Anyway, with Matt’s mind on getting to the Patriots game, and my mind on trying not to sneeze during rapid fire shots, neither Matt nor I were in any mood to create content; and yet here we were clicking pictures away and bickering between shots in a pumpkin patch. I mean, the pumpkin patch was perfect but the pressure of creating content, with a splash of game day anxiety and a wicked cold was really getting to the both of us. Quickly Matt was appeasing my creative direction, whilst ignoring my feedback and missing a few crucial shots I had pitched his way.
Fast forward to us driving home, and me frantically scrolling through the images on the camera, I instantly became disappointed, anxious and actually angry. Why had Matt missed the shots I asked him to get, why am I breaking my back to get the perfect location, outfit, and lighting for a moment he captured incorrectly. Most importantly thought WHY does no one understand the work, pressure, and fear I feel when a photo shoot goes wrong. All of these emotions just hit me like a ton of bricks, so I decided to take to IG stories and ask you all if anyone felt the same way.
Often, I would admire other content creators’ work and how much fun they appear to have while shooting, which is ironic because for me shooting pictures is one of the things I’d delegate out first…if I could. I often felt like maybe I was THE ONLY content creator to not enjoy the actual day of content creating. I mean, I love branding the photos with editing, implementing business strategies and creating content that shares the essence of New England; but I by no means signed up for this job to be a model or fashion icon, so spending hours shooting pictures of myself can feel more like a chore than anything else. Especially since I’m not a huge fan of being the center of attention.

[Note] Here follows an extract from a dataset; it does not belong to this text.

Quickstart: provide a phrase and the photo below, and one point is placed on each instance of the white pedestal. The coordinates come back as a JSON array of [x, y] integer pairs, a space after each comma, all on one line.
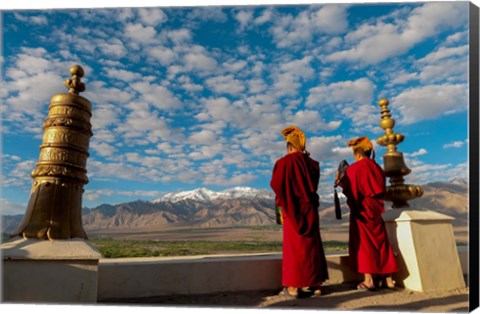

All and all, I was frustrated with myself, so I turned to you guys and asked if anyone else had a love-hate relationship with shooting content, and was instantly overwhelmed with DMs.
So many of you reached out to tell me, your own personal content creation anxieties, pressures and struggles. Whether it was ending a photo shoot fighting with a significant other or changing your blog’s theme to solely food content, to avoid being in shots altogether; it quickly became apparent to me that we all feel the same pressure that comes with creating content.
For me, these pictures didn’t feel, ‘special or innovative’ and the pressure to perform felt unbearably real. Yet for me, these images while not spectacular did feel organic. This is an outfit I would wear, doing an activity I would do, I mean who doesn’t love pumpkin picking. Thoughts like, ‘maybe I should have brought some props or fixed my lip color to get more engagement’, ran through my mind, but in my very sick and rushed state this is what I created, so why can’t that be enough?
All and all, I’m working on finding pride instead of pressure in each piece I publish. & I hope this blog post makes you realize it’s okay to feel not good enough, but it’s never okay to let that feeling stop you from getting back out there and creating!